Key points•  Right‐ventricular (RV) function is an important determinant of cardio‐pulmonary performance. How and when RV failure occurs in disease is poorly understood. RV biomechanics provides a means to understand tissue level behavior that links cellular mechanisms to organ level phenotype. RV biomechanics has received little attention. •  We developed 1) rat model for quantifying the structure and biomechanical behavior of viable and transmurally intact RV tissue, and 2) a novel analysis method for obtaining representative scalar strain‐energy function from stress‐controlled biaxial experiments. •  The mechanical testing revealed a marked mechanical tissue anisotropy with the apex‐to‐outflow tract direction being the stiffer direction. •  The myo‐ and collagen fibers show a preferential alignment from the apex to the RV outflow tract direction with little transmural variation. •  We found a strong relationship between normal tissue microstructure and biomechanical behavior, which lays the foundation for a detailed understanding of RV remodeling in response to disease.Abstract  Although right‐ventricular function is an important determinant of cardio‐pulmonary performance in health and disease, right ventricular myocardium mechanical behaviour has received relatively little attention.

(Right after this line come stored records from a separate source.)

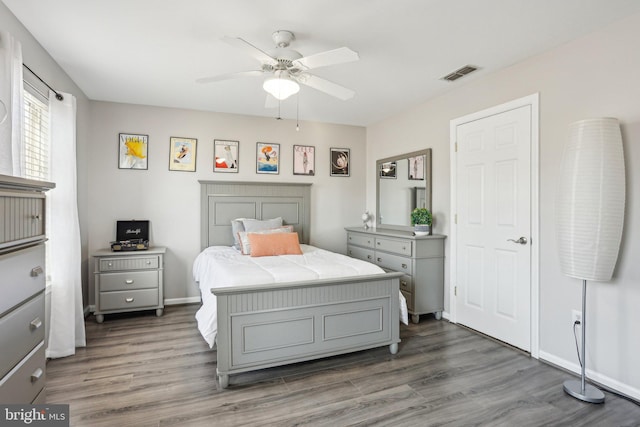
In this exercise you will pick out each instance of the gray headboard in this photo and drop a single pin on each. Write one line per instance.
(222, 201)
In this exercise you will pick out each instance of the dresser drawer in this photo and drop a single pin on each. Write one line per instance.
(22, 276)
(24, 382)
(360, 240)
(20, 331)
(394, 262)
(400, 247)
(125, 300)
(360, 253)
(129, 263)
(128, 280)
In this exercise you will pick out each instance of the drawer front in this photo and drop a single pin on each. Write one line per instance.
(361, 253)
(23, 218)
(128, 280)
(409, 297)
(129, 263)
(400, 247)
(360, 240)
(25, 381)
(394, 262)
(125, 300)
(406, 283)
(23, 328)
(22, 276)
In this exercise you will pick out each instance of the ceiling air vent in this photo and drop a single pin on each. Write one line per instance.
(461, 72)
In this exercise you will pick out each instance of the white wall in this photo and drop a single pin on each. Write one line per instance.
(170, 199)
(590, 77)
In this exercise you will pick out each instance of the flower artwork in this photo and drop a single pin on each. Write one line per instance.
(267, 158)
(225, 156)
(133, 151)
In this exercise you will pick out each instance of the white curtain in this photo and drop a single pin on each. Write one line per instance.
(66, 325)
(11, 100)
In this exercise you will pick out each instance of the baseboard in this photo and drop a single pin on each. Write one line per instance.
(595, 377)
(187, 300)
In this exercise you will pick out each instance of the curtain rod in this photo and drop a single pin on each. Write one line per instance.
(59, 96)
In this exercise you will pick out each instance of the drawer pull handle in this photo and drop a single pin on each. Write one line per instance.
(36, 375)
(35, 323)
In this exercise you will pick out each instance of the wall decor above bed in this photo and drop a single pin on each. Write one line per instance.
(225, 156)
(267, 158)
(182, 154)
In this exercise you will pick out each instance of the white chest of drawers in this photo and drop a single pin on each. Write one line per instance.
(129, 281)
(420, 258)
(22, 285)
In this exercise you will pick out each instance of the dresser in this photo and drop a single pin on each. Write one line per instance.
(22, 288)
(420, 258)
(128, 281)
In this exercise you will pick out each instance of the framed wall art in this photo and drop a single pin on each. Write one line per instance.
(182, 154)
(132, 151)
(304, 160)
(340, 158)
(225, 155)
(267, 158)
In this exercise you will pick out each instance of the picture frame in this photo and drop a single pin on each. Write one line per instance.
(340, 161)
(267, 158)
(226, 156)
(416, 168)
(182, 154)
(133, 151)
(304, 160)
(388, 170)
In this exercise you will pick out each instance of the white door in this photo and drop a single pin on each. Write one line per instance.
(493, 225)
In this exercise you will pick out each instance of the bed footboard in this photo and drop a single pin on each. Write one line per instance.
(261, 327)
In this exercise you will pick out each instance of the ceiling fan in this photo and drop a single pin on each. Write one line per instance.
(285, 68)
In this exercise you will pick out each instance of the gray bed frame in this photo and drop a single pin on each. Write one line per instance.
(271, 325)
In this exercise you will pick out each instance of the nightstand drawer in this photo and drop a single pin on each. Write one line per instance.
(394, 262)
(125, 300)
(400, 247)
(129, 263)
(360, 253)
(23, 328)
(360, 240)
(128, 280)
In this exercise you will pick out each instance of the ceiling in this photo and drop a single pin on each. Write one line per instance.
(151, 52)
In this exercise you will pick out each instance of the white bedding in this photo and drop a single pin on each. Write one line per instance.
(223, 266)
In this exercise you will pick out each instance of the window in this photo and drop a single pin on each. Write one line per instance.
(36, 135)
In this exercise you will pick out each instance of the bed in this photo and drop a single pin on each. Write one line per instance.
(260, 325)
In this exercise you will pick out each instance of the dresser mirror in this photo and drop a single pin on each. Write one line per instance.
(403, 183)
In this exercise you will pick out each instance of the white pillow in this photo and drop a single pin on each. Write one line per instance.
(243, 236)
(257, 225)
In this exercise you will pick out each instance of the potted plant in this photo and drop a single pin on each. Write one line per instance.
(421, 220)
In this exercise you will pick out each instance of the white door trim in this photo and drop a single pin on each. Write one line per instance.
(533, 101)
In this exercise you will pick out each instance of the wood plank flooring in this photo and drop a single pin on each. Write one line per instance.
(141, 370)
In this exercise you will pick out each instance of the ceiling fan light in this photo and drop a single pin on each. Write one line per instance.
(281, 86)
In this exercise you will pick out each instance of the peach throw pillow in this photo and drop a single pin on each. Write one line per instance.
(274, 244)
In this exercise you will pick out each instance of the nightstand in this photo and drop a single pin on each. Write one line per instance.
(128, 281)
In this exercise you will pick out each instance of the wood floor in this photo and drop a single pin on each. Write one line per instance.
(140, 370)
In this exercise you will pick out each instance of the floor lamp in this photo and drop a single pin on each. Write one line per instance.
(590, 215)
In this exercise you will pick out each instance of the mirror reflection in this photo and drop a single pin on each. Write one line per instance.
(403, 183)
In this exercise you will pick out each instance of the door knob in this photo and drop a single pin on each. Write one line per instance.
(521, 240)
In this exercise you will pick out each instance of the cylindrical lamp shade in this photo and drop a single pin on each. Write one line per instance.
(590, 204)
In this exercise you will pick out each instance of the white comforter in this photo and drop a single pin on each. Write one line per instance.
(222, 266)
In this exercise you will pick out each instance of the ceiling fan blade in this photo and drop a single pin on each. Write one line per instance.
(250, 49)
(253, 73)
(326, 86)
(323, 59)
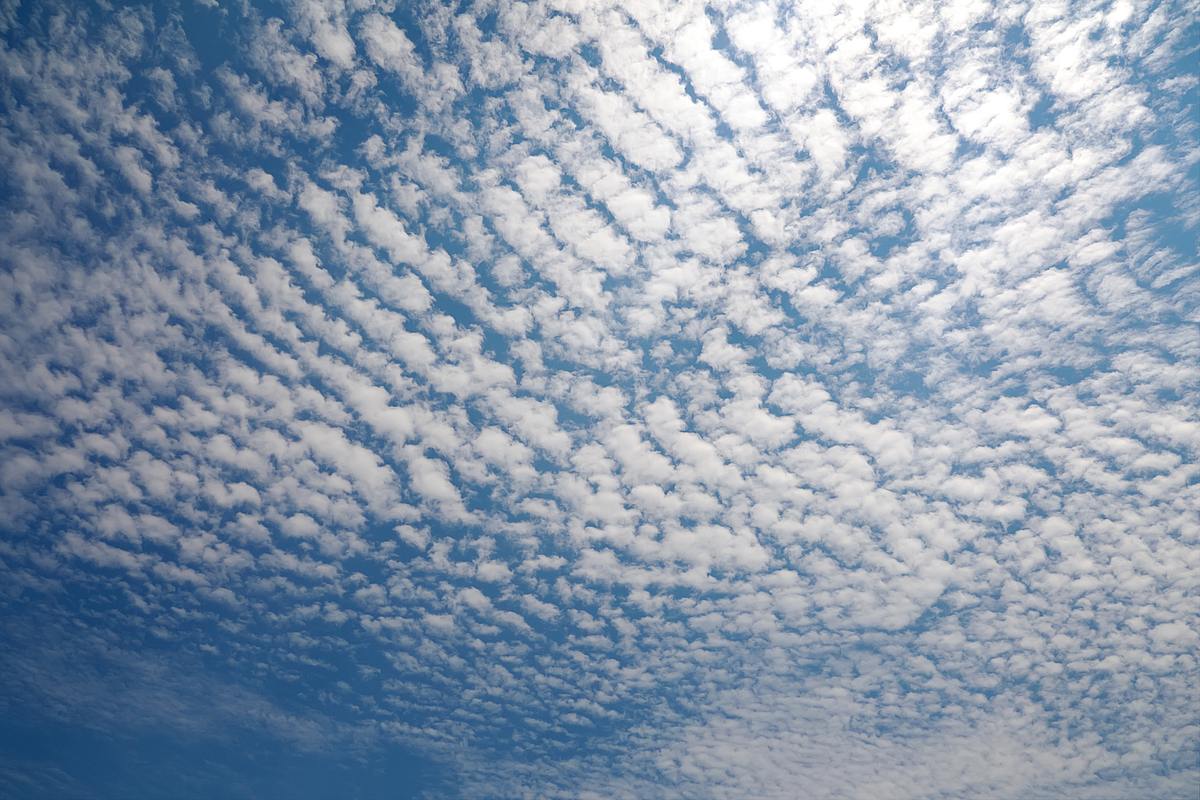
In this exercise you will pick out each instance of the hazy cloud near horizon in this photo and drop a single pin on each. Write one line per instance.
(585, 400)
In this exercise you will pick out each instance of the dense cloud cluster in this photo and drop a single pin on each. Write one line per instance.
(744, 400)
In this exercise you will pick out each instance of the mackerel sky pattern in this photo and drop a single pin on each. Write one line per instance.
(564, 398)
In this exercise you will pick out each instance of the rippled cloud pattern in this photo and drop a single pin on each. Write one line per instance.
(574, 398)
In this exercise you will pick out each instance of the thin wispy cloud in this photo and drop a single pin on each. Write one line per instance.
(583, 400)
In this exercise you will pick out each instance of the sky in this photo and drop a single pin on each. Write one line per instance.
(492, 400)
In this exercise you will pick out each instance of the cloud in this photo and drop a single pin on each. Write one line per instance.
(640, 400)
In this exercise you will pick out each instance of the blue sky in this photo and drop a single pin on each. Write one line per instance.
(570, 400)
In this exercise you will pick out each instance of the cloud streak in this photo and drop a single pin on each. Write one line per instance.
(611, 400)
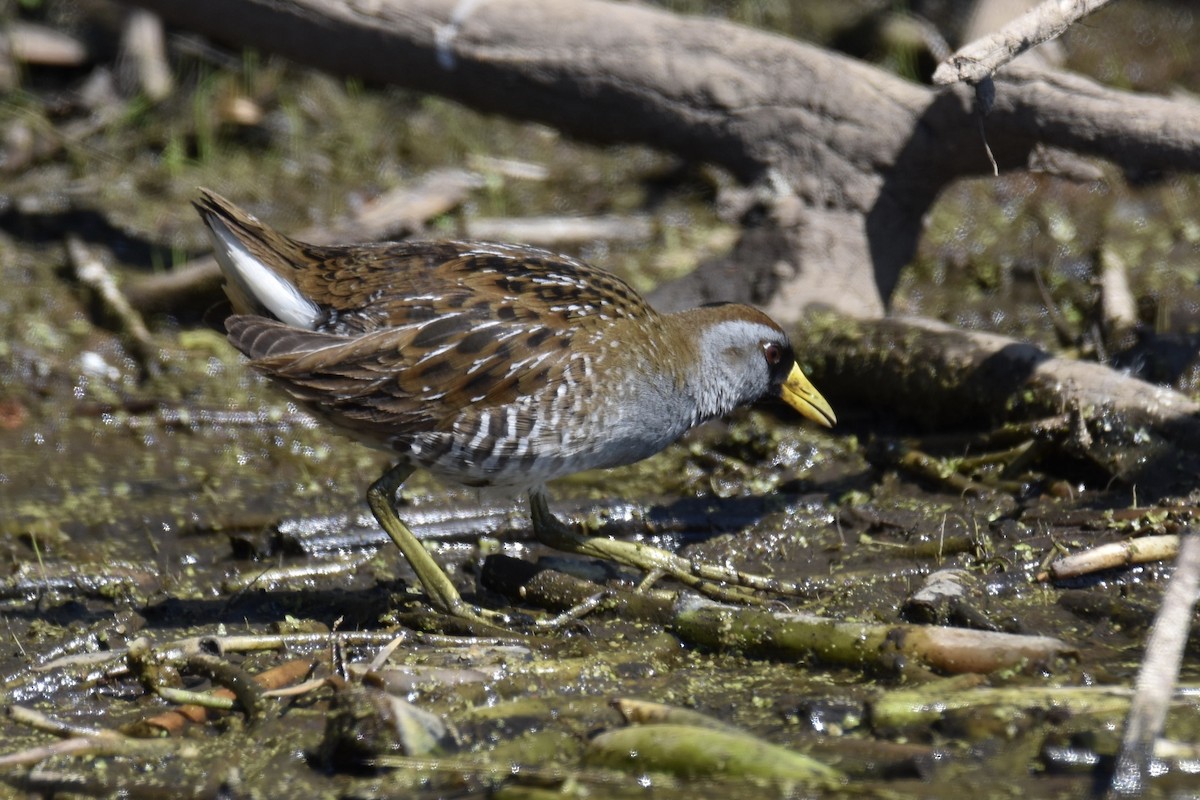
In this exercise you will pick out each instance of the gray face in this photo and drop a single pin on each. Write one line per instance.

We present a novel experimental method for quantifying the mechanical behaviour of transmurally intact, viable right‐ventricular myocardium. Seven murine right ventricular free wall (RVFW) specimens were isolated and biaxial mechanical behaviour measured, along with quantification of the local transmural myofibre and collagen fibre architecture. We developed a complementary strain energy function based method to capture the average biomechanical response. Overall, murine RVFW revealed distinct mechanical anisotropy. The preferential alignment of the myofibres and collagen fibres to the apex‐to‐outflow‐tract direction was consistent with this also being the mechanically stiffer axis. We also observed that the myofibre and collagen fibre orientations were remarkably uniform throughout the entire RVFW thickness. Thus, our findings indicate a close correspondence between the tissue microstructure and biomechanical behaviour of the RVFW myocardium, and are a first step towards elucidating the structure–function of non‐contracted murine RVFW myocardium in health and disease.